Effettivamente, Teresa ci stimola, con il suo esempio e con la sua dottrina,
ad avere uno sguardo fisso al culmine di « desideri immensi ».
Con occhi di aquila che la fede trapianta nel volto della nostra anima,
possiamo visualizzare i picchi senza fine delle « speranze che si dilatano
all'infinito».
Mi sembra che il compendio migliore di queste pagine sia l'atteggiamento di
speranza.
Proprio nella speranza è contenuta la sintesi migliore dell'esempio di Teresa
di Lisieux, in quanto modello di sviluppo umano. Quella speranza che ci fa
nutrire desideri immensi mentre suscita contemporaneamente fiducia e
gioia, per indurci ad agire con entusiasmo, ottimismo e creatività.
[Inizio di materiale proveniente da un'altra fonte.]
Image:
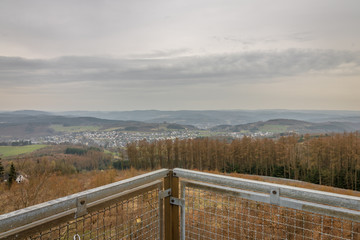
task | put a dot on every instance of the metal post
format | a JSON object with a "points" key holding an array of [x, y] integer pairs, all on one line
{"points": [[167, 207], [172, 211], [175, 209]]}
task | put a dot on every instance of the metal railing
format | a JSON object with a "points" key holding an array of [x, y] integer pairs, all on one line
{"points": [[185, 204]]}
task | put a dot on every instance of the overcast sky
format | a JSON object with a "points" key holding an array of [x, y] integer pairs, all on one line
{"points": [[179, 54]]}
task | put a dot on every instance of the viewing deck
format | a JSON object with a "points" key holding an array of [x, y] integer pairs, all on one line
{"points": [[185, 204]]}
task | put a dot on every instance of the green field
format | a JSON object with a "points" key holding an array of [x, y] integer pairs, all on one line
{"points": [[9, 151], [274, 128], [61, 128]]}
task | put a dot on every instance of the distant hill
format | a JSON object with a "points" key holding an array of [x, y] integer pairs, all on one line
{"points": [[208, 119], [289, 125], [26, 124]]}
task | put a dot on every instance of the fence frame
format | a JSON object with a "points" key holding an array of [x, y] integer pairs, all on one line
{"points": [[171, 185], [70, 207]]}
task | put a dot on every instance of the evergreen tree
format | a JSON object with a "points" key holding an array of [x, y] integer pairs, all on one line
{"points": [[12, 175]]}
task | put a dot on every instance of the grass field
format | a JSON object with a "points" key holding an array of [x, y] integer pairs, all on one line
{"points": [[9, 151], [274, 128], [61, 128]]}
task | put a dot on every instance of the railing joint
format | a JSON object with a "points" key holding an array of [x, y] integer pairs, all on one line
{"points": [[81, 206], [165, 193], [177, 201]]}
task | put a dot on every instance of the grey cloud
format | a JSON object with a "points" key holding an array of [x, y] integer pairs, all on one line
{"points": [[226, 68]]}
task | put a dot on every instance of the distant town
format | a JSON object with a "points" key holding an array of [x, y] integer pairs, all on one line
{"points": [[115, 139]]}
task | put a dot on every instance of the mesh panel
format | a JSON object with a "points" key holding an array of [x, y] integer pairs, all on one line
{"points": [[211, 215], [134, 218]]}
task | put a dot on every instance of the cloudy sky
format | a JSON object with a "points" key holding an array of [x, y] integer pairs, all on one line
{"points": [[179, 54]]}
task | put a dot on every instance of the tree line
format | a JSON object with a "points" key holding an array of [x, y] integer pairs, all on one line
{"points": [[332, 160]]}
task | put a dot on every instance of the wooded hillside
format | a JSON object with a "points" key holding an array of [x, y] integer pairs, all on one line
{"points": [[332, 160]]}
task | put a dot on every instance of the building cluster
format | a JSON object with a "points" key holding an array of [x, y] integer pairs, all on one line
{"points": [[109, 139]]}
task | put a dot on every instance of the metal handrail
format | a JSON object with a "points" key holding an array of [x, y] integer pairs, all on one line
{"points": [[76, 205], [333, 199], [29, 217]]}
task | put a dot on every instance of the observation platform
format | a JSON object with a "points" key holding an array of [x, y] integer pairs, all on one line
{"points": [[186, 204]]}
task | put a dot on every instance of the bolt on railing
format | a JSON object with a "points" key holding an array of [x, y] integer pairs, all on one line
{"points": [[185, 204]]}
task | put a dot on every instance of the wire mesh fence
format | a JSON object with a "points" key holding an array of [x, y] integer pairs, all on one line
{"points": [[212, 207], [220, 215], [135, 218]]}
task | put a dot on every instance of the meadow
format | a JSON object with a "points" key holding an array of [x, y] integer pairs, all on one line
{"points": [[9, 151]]}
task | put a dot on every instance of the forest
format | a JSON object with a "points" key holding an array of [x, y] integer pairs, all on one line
{"points": [[332, 160]]}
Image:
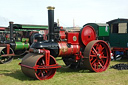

Questo tipo di speranza si dimostra fondamentale non solo per lo sviluppo
umano ma anche per la crescita delle comunità e delle istituzioni, in modo
da forgiare una storia più umana in questo nuovo millennio, soprattutto per
conseguire la pienezza spirituale mediante l'unione di amore con Gesù e con
tutti gli uomini, al calore della Tenerezza di Dio Padre, che è il suo Spirito.